За день Дорка перетаскала еще несколько ведер. В комнате топилась печка, жареными семечками пахло на всю квартиру, даже на парадную доносился аромат. Для бабы Кати начистили целую горку, но она не ела, только попросила почистить еще, потом скомандовала Вовчику залезть в дымоход достать ее ридикюль. Там среди старых фотографий и бумаг лежал кусок пожелтевшего колотого сахара. Старушка отколола маленький кусочек, залила семечки в сковородке водой и поставила на плиту. Сейчас вода выкипит — и в духовку на несколько минут.
— И что будет, баба?
— Козинаки будут. Сладость такая. До войны греки продавали.
— Как ты сказала? Казикаки? — Вовчик пытался повторить незнакомое слово, но не мог и залился счастливым детским смехом. И вдруг сильно закашлял. Кашлял он раньше, но так! Может, коклюш?

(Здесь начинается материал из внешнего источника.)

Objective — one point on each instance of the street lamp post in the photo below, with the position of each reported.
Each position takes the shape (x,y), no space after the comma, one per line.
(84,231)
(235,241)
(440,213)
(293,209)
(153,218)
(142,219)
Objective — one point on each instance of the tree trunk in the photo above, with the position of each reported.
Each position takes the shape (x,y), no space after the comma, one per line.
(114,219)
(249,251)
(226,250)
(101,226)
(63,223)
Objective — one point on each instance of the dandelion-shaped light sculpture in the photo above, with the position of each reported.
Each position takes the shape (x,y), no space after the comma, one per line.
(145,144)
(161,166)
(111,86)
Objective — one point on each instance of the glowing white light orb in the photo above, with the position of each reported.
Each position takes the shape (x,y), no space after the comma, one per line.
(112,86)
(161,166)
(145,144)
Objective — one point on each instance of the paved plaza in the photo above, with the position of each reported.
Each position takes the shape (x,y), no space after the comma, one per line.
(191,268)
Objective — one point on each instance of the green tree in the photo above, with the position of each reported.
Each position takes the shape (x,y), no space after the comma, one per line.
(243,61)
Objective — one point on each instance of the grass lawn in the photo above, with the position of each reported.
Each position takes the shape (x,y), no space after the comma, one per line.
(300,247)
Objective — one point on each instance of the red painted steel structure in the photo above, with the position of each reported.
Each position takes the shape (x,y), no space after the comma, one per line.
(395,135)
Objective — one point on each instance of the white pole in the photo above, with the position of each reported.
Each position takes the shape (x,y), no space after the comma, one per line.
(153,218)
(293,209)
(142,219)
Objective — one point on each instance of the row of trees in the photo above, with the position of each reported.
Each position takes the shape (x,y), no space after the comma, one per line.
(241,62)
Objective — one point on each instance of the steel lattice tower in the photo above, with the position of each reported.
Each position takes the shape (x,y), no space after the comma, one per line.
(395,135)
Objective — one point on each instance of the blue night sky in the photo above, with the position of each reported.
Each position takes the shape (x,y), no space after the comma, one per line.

Нет, на коклюш не похоже. Коклюш ну месяц, ну два. а он уже столько лет гыкает. Проверить его надо, показать хорошему врачу, а может, семечек переел. — У меня тоже горло дерет, — сказала Надя, — запей, Вовчик, теплой водой и ложись со мной спать. — Надька взяла на руки мальчика и улеглась с ним па диван, пусть Дорка хоть выспится за ночь.
Приближался новый 1948 год. Подруги с утра в выходной толкались на толкучке, пытаясь продать или выгоднее обменять вафельные полотенца, заранее разрезанные по метру. Однако никто их товаром не интересовался, только перекупщики у входа, но они так мало предлагали, а к концу дня и вовсе потеряли интерес. Ничего, отнесем в парикмахерскую, там точно заберут. Уставшие замерзшие женщины медленно шли по предпраздничному городу. Навстречу им попадались радостные прохожие, они несли свежеспиленные елочки, их терпкий масленичный запах тянулся шлейфом за счастливцами. Как давно они не выходили в город, так одесситы всегда говорят, когда покидают пределы своего двора. «Смотри, Дорка, сколько магазинов, сколько товара, все по карточкам, — в глазах Надьки застыло удивление, — а здесь ни карточек, ни денег, давай зайдем, хоть погреемся».